Pandas version checks
-
[X] I have checked that this issue has not already been reported.
-
[X] I have confirmed this bug exists on the latest version of pandas.
-
[X] I have confirmed this bug exists on the main branch of pandas.
Reproducible Example
import pyarrow as pa
import pandas as pd
arr = ["Mon", "Tue", "Mon", "Wed", "Mon", "Thu", "Fri", "Sat", "Sun"]
table = pa.table(
{"weekday": pa.array(arr).dictionary_encode()}
)
exchange_df = table.__dataframe__()
from pandas.core.interchange.from_dataframe import from_dataframe
from_dataframe(exchange_df)
Traceback (most recent call last):
File "<stdin>", line 1, in <module>
File "/Users/alenkafrim/repos/pyarrow-dev-9/lib/python3.9/site-packages/pandas/core/interchange/from_dataframe.py", line 53, in from_dataframe
return _from_dataframe(df.__dataframe__(allow_copy=allow_copy))

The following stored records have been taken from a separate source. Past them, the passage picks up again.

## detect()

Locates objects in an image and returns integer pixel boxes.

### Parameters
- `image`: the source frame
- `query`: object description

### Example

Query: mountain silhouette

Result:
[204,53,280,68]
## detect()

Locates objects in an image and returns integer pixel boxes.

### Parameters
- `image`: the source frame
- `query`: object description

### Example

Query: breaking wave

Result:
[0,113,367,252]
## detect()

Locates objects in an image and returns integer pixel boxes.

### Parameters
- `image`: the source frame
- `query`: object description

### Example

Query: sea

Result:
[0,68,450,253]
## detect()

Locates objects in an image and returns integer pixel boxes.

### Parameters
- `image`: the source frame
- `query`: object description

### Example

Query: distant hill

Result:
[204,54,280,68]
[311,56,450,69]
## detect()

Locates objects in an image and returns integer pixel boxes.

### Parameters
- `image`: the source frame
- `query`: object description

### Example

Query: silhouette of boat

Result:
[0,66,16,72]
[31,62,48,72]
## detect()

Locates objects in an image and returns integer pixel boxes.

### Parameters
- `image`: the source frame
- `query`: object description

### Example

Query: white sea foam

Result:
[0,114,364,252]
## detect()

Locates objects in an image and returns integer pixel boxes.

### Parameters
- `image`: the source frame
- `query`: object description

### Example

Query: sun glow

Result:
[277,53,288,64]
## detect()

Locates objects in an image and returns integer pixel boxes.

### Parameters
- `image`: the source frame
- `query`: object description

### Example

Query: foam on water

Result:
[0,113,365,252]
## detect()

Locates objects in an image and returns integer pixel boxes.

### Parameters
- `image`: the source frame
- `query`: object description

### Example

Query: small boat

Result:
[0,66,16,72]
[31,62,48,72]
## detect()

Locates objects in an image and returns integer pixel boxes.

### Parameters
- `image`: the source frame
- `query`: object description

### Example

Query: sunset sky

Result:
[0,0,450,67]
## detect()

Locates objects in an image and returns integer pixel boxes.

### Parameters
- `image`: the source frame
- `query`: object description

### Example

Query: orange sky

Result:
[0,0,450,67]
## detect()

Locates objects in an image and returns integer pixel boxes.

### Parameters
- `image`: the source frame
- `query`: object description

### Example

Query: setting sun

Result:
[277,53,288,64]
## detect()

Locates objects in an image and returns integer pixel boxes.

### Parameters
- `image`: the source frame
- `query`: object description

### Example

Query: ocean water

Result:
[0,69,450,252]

File "/Users/alenkafrim/repos/pyarrow-dev-9/lib/python3.9/site-packages/pandas/core/interchange/from_dataframe.py", line 74, in _from_dataframe
pandas_df = protocol_df_chunk_to_pandas(chunk)
File "/Users/alenkafrim/repos/pyarrow-dev-9/lib/python3.9/site-packages/pandas/core/interchange/from_dataframe.py", line 124, in protocol_df_chunk_to_pandas
columns[name], buf = categorical_column_to_series(col)

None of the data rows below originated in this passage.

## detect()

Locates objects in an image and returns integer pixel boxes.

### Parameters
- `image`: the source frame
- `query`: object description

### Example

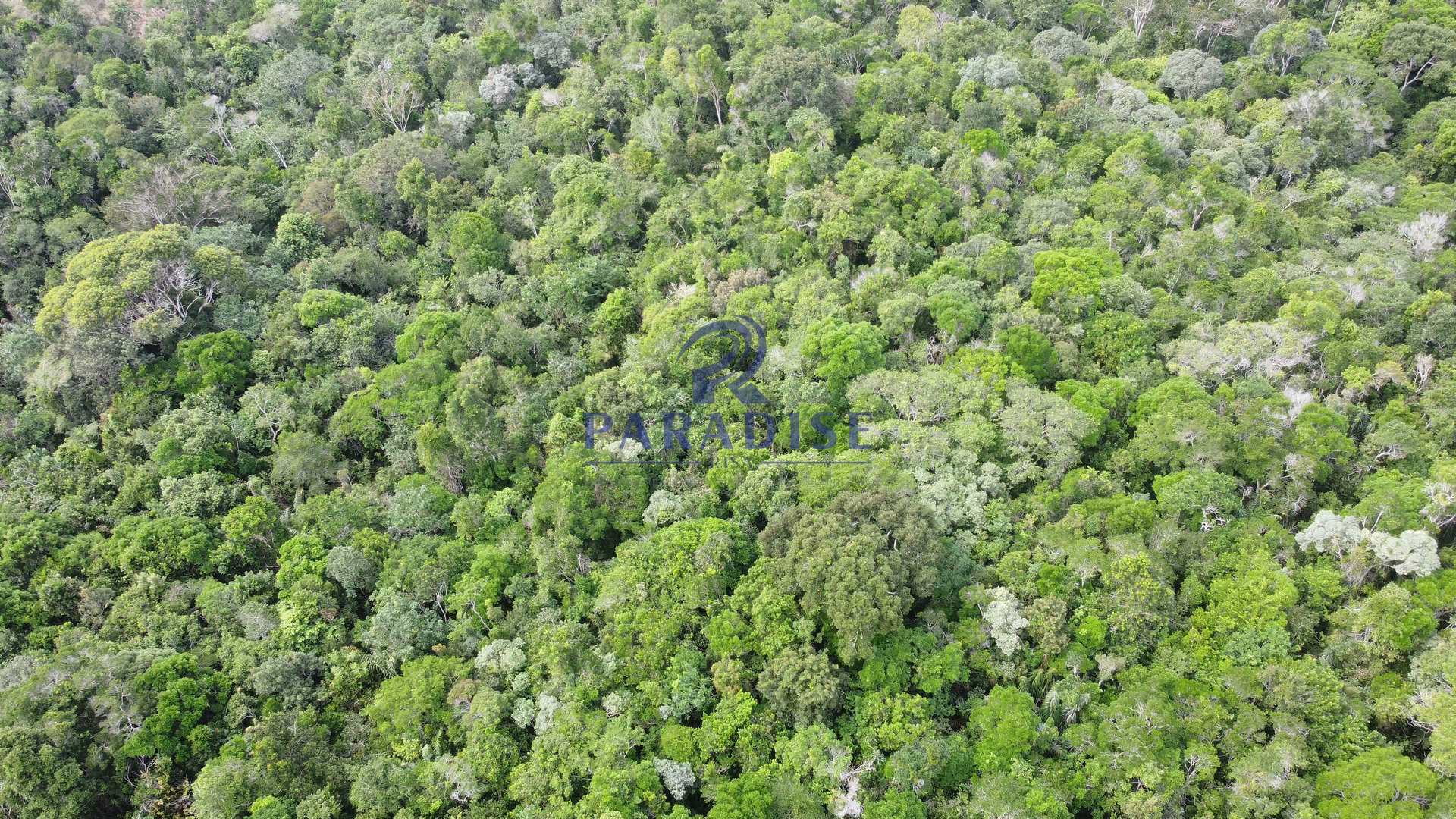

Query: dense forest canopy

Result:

File "/Users/alenkafrim/repos/pyarrow-dev-9/lib/python3.9/site-packages/pandas/core/interchange/from_dataframe.py", line 185, in categorical_column_to_series
assert isinstance(cat_column, PandasColumn), "categories must be a PandasColumn"
AssertionError: categories must be a PandasColumn
Issue Description
I am currently working on implementing a dataframe interchange protocol for pyarrow.Table
in Apache Arrow project (https://github.com/apache/arrow/pull/14613).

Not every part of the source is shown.